In 408 BC the three sections of the island united together to form one territory. The city of Rhodes was made the capital. Rhodes thrived commercially and economically. In 305 BC the Macedonians attacked the island. The Rhodians won the war and the Macedonians left the following year. To celebrate their victory over the Macedonians, the Rhodians decided to build a giant statue of their patron god of the sun, Helios (The Colossus of Rhodes 3). The construction started in 304 BC and ended twelve years later in 292 BC.

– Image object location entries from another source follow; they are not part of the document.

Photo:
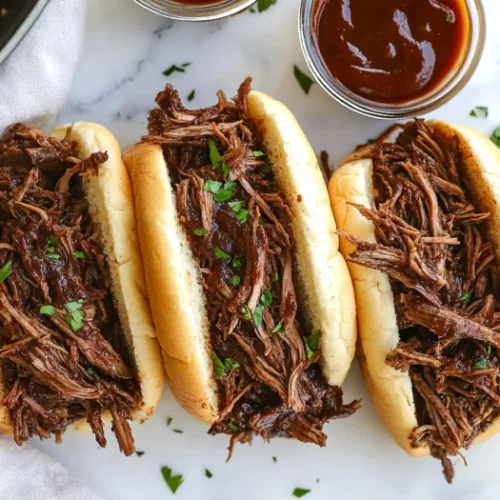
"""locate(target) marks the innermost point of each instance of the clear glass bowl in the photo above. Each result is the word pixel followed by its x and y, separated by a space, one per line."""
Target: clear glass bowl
pixel 184 12
pixel 393 111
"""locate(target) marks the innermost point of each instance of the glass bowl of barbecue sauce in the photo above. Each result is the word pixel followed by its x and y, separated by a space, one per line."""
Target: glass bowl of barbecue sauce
pixel 392 59
pixel 195 10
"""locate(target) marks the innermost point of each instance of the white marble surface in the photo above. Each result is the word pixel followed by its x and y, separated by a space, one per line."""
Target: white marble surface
pixel 125 53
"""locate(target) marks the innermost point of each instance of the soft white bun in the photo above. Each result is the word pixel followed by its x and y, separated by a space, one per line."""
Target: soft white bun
pixel 391 390
pixel 324 287
pixel 110 199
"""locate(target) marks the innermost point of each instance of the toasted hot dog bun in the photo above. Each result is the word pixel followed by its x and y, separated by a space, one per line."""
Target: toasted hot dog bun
pixel 172 278
pixel 391 390
pixel 109 195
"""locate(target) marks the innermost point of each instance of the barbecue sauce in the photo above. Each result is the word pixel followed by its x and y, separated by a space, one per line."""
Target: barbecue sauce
pixel 392 50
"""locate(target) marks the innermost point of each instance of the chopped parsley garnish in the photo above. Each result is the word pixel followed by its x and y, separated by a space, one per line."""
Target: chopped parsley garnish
pixel 278 327
pixel 236 206
pixel 216 159
pixel 233 427
pixel 219 254
pixel 480 364
pixel 201 231
pixel 219 368
pixel 48 310
pixel 212 186
pixel 173 482
pixel 243 216
pixel 300 492
pixel 266 298
pixel 226 193
pixel 263 5
pixel 495 136
pixel 479 112
pixel 246 313
pixel 5 271
pixel 466 298
pixel 258 316
pixel 305 81
pixel 75 314
pixel 174 68
pixel 311 343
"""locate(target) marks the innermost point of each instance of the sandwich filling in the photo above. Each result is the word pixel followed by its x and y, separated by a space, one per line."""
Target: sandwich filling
pixel 432 242
pixel 62 349
pixel 239 228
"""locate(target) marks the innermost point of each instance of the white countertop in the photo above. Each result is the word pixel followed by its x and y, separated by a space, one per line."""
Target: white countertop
pixel 126 51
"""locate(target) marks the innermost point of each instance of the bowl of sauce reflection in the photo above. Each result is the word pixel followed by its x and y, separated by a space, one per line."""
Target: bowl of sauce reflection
pixel 195 10
pixel 393 58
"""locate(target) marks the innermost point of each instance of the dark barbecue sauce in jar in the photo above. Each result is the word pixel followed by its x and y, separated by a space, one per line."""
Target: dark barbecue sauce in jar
pixel 391 51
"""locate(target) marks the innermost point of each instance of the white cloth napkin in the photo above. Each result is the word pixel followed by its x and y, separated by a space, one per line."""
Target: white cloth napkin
pixel 36 78
pixel 28 474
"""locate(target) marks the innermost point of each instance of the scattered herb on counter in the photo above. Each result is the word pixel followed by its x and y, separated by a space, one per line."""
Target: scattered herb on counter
pixel 174 68
pixel 173 482
pixel 263 5
pixel 304 81
pixel 480 364
pixel 48 310
pixel 495 136
pixel 479 112
pixel 300 492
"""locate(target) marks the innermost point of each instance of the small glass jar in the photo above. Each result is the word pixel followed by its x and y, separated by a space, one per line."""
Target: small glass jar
pixel 186 12
pixel 436 97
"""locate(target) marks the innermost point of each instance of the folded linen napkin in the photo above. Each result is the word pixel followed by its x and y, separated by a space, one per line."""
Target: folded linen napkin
pixel 28 474
pixel 36 78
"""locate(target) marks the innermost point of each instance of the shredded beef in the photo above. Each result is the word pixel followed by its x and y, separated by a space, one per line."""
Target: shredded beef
pixel 61 343
pixel 432 242
pixel 269 381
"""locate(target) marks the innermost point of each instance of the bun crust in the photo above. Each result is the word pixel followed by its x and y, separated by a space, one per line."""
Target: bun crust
pixel 324 285
pixel 109 195
pixel 390 389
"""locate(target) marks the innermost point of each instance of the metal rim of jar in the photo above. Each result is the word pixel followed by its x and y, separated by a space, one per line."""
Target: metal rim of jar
pixel 180 12
pixel 387 111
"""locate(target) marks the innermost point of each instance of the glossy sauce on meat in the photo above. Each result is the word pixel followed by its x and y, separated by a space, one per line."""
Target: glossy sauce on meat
pixel 239 230
pixel 391 50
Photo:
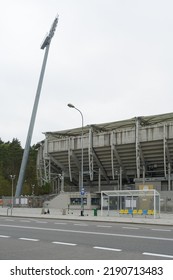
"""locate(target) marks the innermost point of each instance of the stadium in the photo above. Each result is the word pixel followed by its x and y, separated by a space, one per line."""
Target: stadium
pixel 131 154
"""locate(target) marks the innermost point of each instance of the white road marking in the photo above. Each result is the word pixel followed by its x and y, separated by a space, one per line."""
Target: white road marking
pixel 41 222
pixel 130 228
pixel 64 243
pixel 156 229
pixel 91 232
pixel 82 225
pixel 4 236
pixel 158 255
pixel 28 239
pixel 104 226
pixel 109 249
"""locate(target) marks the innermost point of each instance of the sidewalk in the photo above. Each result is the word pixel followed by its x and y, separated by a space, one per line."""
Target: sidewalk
pixel 165 218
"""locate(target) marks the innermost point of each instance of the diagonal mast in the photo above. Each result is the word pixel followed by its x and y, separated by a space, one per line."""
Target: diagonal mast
pixel 45 45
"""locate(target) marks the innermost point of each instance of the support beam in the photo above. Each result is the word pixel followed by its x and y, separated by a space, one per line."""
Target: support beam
pixel 103 172
pixel 137 149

When the Macedonians left Rhodes, they left almost all of their weapons, war machines, and towers on the island. The Rhodians melted down the bronze from all these remaining war machines for the exterior of the figure. They used the Macedonian supersiege tower that had been left behind as the scaffolding for the project (The Colossus of Rhodes 2). The construction was described as follows:

The plates they used to make the skin were made on the ground, then lifted and attached to the framework. They built earth ramps around and up the statue just as the workers did to make the Great Pyramids. They used the ramps so they could carry the bronze plates to the higher levels of the Colossus. After the levels were finished, they made the ramps as high as the head, and the rest of the Colossus was covered with packed dirt. When the head was finished and the dirt was removed, the bronze was polished. (The Colossus of Rhodes 1)

Since the statue no longer exists we are not quite sure of its location. For many years it was believed that the statue straddled the harbor entrance with boats sailing between its legs as it is depicted in many pictures. Today we can be sure that it stood on land apart from everything else. The way in which it was constructed would have dictated that.  It was built on a pedestal with its legs together, not on two pedestals with its legs spanning the harbor.(The Seven Wonders: Colossus of Rhodes 1). Also, if it was built across the harbor, the harbor would have had to have been closed for twelve years, which would have made the economy plummet.

The statue was one hundred and ten feet high and stood upon a fifty-foot pedestal. The Colossus stood proudly at the harbor entrance for many years. Each morning, as the sun rose, it caught the statue’s polished bronze surface and made the god’s figure shine (The Colossus of Rhodes 3). It was a symbol of freedom for all Rhodians.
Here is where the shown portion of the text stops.